PICO DA VIGIA 2
Pessoas, costumes, estórias e tradições da Fajã Grande das Flores e outros temas.
OS FISCAIS DOS ISQUEIROS
Os fiscais dos isqueiros eram, na Fajã Grande e provavelmente em muitas outras localidades das Flores, talvez mesmo dos Açores, depois do diabo e dos navios russos, um dos principais e mais indesejados arquétipos do medo. É que assim como os navios russos, que o mafarrico pelos vistos nunca chegou a aparecer a quem quer que fosse, os fiscais dos isqueiros apareciam de repente, sem ninguém contar com eles, quanto menos se esperava, disfarçados, à paisana e sem se identificarem. Um dedo a raspar na roda de fuzil do isqueiro e, mesmo que este ou por falta de gasolina ou por excesso de vento, não acendesse ou nem sequer faiscasse, era multa certa e sabida. Pagava-se, não se bufava e ficava-se sem o dito cujo.
É que em Portugal, nos anos cinquenta e nas décadas anteriores, durante o governo ditatorial salazarista, havia uma lei segundo a qual o porte e uso do isqueiro, com o objectivo de acender o cigarro, exigiam uma licença que custava na altura, se bem me lembro, à volta de dez escudos. Muito dinheiro naquela época! Além disso um gasto injustificável e incompreensível, quando afinal o dinheiro rareava para os bens estritamente necessários.
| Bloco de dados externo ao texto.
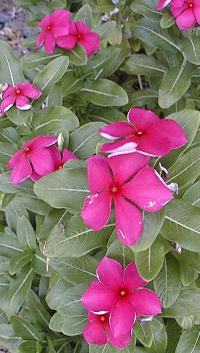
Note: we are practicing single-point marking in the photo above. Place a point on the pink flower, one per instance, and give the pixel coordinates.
(53, 26)
(34, 160)
(81, 34)
(186, 12)
(121, 294)
(162, 3)
(130, 183)
(60, 158)
(19, 95)
(146, 132)
(98, 331)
Mas a lei era de tal maneira exigente que a licença, para além de ser tirada e devidamente paga, era como a carta de condução, isto é, devia estar na posse do utilizador do isqueiro sempre e em qualquer lugar em que este se encontrasse ou estivesse a fumar, quer fosse fora da porta de casa, sentado à Praça, no Mato ou a até a dançar a chamarrita em cima do Monchique. Os fiscais, por sua vez, eram tão pérfidos, ferozes e safardanas que, para além de actuarem pela calada, como as raposas quando assaltam os galinheiros, tinham a distinta lata de chegar a pedir lume a uns e a outros, para mais facilmente apanharem quem quer que fosse, com a boca na botija. As multas, por sua vez eram pesadíssimas, chegando a rondar os cinquenta escudos, o que significava rigorosamente quase três alqueires de milho ou outros tantos dias de trabalho.
Nunca se percebeu bem a razão e o fundamento desta inaudita lei, e, sobretudo, da forma pérfida e acutilante como se exigia o seu cumprimento e castigava os prevaricadores. Além disso, a multa era duplicada se o prevaricador fosse funcionário público.
Na altura cuidava-se, que o seu objectivo de tal lei era proteger a Fosforeira Nacional, produtora das célebres caixinhas de “amorfos”, com as quinas portuguesas ou com meninos de várias raças desenhados no seu frontispício. É que o dinheiro das licenças e 70% do das multas revertia a favor daquela empresa que detinha o monopólio da produção das caixas de fósforos, na Fajã Grande designadas, na altura, por “caixas de mechas”. Os restantes 30% revertiam a favor dos próprios fiscais e dos seus informadores, porque os havia também. Uma espécie de “bufos”, camuflados, semelhantes aos da PIDE. Assim se podia compreender a forma intrigante, opressiva, tirânica e gananciosa de actuar dos fiscais sobre os fumadores dos célebres rolos de “1943” de cor azul e dos “Santa Justa” de cor acastanhada, quando puxavam do isqueiro para os acender.
Na Fajã, no entanto, as receitas para a Fosforeira Nacional não eram muitas, nem os lucros dos fiscais volumosos. É que sendo um lugar pequeno e isolado, a chegada daqueles intrusos meliantes era quase sempre detectada por alguém, mormente após a primeira actuação e, a partir daí o grito de - “Estão aí os fiscais!” - espalhava-se como em eco, com uma celeridade impressionante, a tempo dos futuros prevaricadores se prevenirem, geralmente escondendo a “arma do crime” em lugar secreto e bem seguro, como um buraco da parede, numa cova depois de embrulhado numa folha de inhame e que, após a debandada dos “abutres”, seria de novo retomada para se acenderem os cigarros, sem multas, com o devido sossego e à vontade.
Curiosamente os antigos isqueiros feitos de pedra e sem gasolina, na altura já pouco usados, não eram multados.